The challenge associate with decreasing the Façade area is that it usually includes one’s sensitivities, fears, hidden agendas, manipulative intentions, secrets, etc. It is absolutely natural for very personal information to remain private; however, a lot of information presented in a Façade area is not very personal but rather work or performance – related which makes it more fit for the Arena quadrant. Also, relevant private information should be disclosed to the respective group, thereby increasing the open area. Self – disclosure and communication of relevant information to the team enables better understanding, cooperation, trust, and productivity. It also reduces the potential for confusion, misunderstanding, poor communication, etc. Why do people choose to maintain the façade area? The fear of judgment or vulnerability are often the reasons for people withholding the relevant information which reinforces the importance of trust and constructive communication within a group.

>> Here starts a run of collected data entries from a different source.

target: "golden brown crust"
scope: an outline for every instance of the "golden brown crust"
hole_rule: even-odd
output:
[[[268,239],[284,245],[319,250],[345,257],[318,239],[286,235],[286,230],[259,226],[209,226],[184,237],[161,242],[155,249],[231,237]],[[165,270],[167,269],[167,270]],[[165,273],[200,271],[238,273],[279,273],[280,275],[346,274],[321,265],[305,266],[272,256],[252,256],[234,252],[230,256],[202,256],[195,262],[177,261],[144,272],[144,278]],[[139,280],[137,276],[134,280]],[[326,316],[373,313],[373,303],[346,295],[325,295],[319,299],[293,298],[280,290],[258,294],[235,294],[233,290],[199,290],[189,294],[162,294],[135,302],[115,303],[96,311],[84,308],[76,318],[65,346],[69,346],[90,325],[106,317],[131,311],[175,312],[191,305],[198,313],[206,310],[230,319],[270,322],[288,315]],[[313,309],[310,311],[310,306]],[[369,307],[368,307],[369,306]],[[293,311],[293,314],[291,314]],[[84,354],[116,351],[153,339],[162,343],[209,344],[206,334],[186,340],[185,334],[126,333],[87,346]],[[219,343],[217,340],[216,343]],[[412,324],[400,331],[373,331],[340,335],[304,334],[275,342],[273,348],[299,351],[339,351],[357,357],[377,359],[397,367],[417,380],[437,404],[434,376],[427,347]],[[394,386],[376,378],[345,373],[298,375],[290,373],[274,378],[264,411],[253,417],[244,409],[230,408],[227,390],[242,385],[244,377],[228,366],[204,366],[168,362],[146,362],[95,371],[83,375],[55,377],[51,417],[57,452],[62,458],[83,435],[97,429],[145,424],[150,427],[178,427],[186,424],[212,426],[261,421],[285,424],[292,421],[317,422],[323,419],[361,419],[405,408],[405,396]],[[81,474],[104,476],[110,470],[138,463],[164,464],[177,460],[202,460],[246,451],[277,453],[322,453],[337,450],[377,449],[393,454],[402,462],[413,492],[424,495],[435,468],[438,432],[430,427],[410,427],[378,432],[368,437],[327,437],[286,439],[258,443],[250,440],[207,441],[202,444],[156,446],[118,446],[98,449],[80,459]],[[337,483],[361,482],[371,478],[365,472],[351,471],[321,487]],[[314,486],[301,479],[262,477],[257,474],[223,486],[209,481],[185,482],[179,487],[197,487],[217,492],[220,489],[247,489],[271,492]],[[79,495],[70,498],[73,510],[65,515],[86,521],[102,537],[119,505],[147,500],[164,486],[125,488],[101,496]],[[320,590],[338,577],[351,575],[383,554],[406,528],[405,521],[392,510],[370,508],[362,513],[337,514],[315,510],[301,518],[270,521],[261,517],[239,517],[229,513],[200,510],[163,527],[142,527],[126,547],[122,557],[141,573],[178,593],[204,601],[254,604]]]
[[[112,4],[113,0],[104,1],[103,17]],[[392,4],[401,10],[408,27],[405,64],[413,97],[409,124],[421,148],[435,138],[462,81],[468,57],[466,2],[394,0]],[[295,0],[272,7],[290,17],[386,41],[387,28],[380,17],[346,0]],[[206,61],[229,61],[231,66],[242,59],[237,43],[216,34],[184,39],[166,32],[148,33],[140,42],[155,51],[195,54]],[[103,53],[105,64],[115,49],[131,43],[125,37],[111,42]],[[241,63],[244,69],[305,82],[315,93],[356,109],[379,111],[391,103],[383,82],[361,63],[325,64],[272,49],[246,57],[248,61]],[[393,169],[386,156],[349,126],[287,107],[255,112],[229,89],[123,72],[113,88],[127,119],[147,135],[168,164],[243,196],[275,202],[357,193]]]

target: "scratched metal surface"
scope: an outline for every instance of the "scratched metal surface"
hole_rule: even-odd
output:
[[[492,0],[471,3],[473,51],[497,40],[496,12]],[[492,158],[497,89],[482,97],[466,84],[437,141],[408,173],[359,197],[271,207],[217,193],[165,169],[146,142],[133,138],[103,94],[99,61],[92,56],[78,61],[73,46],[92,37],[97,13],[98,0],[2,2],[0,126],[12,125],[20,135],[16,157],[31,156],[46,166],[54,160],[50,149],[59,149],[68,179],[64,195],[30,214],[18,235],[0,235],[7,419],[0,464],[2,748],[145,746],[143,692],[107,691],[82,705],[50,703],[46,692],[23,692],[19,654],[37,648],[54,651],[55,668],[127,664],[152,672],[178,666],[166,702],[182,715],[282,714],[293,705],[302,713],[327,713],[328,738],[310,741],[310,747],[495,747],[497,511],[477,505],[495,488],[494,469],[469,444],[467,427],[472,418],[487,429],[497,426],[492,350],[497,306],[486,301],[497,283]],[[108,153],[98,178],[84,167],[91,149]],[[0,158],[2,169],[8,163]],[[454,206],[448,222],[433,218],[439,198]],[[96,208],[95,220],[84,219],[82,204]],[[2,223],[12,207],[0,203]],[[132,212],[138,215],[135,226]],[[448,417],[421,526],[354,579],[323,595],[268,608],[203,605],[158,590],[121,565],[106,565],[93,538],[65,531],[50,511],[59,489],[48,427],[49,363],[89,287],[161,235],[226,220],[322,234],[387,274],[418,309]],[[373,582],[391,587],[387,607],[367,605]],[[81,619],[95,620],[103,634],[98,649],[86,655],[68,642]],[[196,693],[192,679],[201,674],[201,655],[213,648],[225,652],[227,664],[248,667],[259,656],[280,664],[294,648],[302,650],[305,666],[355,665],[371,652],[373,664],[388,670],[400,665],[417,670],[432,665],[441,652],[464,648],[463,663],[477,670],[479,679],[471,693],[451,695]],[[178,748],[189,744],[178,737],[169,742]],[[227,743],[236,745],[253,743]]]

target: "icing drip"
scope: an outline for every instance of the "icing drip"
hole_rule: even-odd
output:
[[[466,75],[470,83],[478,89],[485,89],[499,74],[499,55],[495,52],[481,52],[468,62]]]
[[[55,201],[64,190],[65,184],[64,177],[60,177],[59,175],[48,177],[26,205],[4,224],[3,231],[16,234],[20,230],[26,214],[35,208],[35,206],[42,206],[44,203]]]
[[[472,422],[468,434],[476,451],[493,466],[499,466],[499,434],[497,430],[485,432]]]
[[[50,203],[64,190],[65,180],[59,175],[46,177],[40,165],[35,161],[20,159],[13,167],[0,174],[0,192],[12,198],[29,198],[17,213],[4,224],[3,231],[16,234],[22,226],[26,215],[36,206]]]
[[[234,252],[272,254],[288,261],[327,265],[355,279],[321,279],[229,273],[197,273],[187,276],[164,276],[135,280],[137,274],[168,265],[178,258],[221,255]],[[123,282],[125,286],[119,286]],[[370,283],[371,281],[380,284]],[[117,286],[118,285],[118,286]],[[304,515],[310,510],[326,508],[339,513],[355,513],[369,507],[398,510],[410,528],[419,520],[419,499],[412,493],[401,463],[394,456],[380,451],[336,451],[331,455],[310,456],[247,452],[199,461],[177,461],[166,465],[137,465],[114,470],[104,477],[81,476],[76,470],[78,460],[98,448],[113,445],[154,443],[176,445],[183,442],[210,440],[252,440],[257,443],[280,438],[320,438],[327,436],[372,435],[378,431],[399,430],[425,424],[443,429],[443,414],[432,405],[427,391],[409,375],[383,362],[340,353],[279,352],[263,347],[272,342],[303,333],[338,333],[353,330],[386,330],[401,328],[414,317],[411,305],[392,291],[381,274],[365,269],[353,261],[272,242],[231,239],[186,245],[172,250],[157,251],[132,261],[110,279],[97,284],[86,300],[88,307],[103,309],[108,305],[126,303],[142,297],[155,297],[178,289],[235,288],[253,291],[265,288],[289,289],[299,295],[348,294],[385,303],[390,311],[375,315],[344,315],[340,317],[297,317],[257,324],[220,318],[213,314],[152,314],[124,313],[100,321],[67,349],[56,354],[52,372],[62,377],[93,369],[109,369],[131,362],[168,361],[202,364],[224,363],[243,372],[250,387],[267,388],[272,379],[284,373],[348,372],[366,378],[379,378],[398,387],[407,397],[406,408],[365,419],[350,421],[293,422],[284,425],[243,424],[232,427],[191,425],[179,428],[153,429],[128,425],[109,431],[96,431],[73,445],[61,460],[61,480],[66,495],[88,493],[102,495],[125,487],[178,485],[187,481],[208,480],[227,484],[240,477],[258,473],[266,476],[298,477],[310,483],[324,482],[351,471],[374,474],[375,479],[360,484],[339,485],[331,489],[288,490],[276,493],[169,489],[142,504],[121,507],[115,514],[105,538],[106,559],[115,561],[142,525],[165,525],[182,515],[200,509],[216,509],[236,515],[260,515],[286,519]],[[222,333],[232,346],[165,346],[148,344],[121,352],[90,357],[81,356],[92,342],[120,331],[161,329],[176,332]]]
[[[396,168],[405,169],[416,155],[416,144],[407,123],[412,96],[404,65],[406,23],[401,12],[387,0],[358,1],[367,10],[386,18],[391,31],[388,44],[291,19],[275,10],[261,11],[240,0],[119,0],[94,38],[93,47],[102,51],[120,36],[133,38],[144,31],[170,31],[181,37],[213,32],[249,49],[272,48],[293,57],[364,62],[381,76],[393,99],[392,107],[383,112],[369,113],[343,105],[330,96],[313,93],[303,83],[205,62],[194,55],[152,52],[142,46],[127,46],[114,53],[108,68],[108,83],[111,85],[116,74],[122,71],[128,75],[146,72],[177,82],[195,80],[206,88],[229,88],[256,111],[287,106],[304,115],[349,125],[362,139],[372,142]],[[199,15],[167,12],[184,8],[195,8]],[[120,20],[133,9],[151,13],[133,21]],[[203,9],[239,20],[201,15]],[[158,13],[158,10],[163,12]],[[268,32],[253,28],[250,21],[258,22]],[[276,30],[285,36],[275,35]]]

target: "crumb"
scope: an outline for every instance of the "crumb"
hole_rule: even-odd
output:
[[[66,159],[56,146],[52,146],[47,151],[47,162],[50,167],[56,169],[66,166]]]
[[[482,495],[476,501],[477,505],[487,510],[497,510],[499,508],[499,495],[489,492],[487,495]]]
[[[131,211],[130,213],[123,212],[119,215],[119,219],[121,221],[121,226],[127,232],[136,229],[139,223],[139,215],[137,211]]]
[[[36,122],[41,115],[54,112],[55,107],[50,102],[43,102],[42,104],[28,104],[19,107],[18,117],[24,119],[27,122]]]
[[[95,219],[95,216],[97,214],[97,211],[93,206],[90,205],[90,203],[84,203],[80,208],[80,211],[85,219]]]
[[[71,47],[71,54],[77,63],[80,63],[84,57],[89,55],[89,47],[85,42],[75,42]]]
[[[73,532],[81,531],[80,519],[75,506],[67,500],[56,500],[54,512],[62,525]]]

The Unknown area can include wide variety of feelings, behaviors, attitudes and aptitudes that are close to the surface or are deeper aspects of ones’ personality. The processes by which the previously unknown information can be uncovered are various. For example, within the context of talent development, one is able to discover new abilities when engaged in new activities without great pressure to succeed. When working with deeper aspects of one’s personality, the process of self-discovery might include counselling work aimed to uncover unknown issues (conditioned behaviors / attitudes from childhood, repressed / subconscious feelings, fear / aversion that the person does know yet, natural abilities / aptitudes that the person did not yet realize, etc). Whether unknown ‘discovered’ knowledge moves into the hidden, blind or open area depends on who discovers it and what they do with the knowledge (whether it is then given as feedback or disclosed). Striving to discover the information and feelings in the unknown is related to the process of “self-actualization” as described in Maslow’s Hierarchy of Needs development and motivation model. If the team creates a culture, climate and expectation for self – discovery, one is able to realize own potential more, achieve more and contribute more to team’s performance.
Overall, as a person and / or a team increases the open area (Arena), a person and / or a team become more mature. As one is able to enlarge the Arena, one is able to express self freely and realize own potential to higher degree. At the same time, as the Arena grows, the communication improves within a team as well leading to less energy being spent on internal issues and clarification of misunderstandings. As a result, mature team is able to devote more effort to external goals and productive output.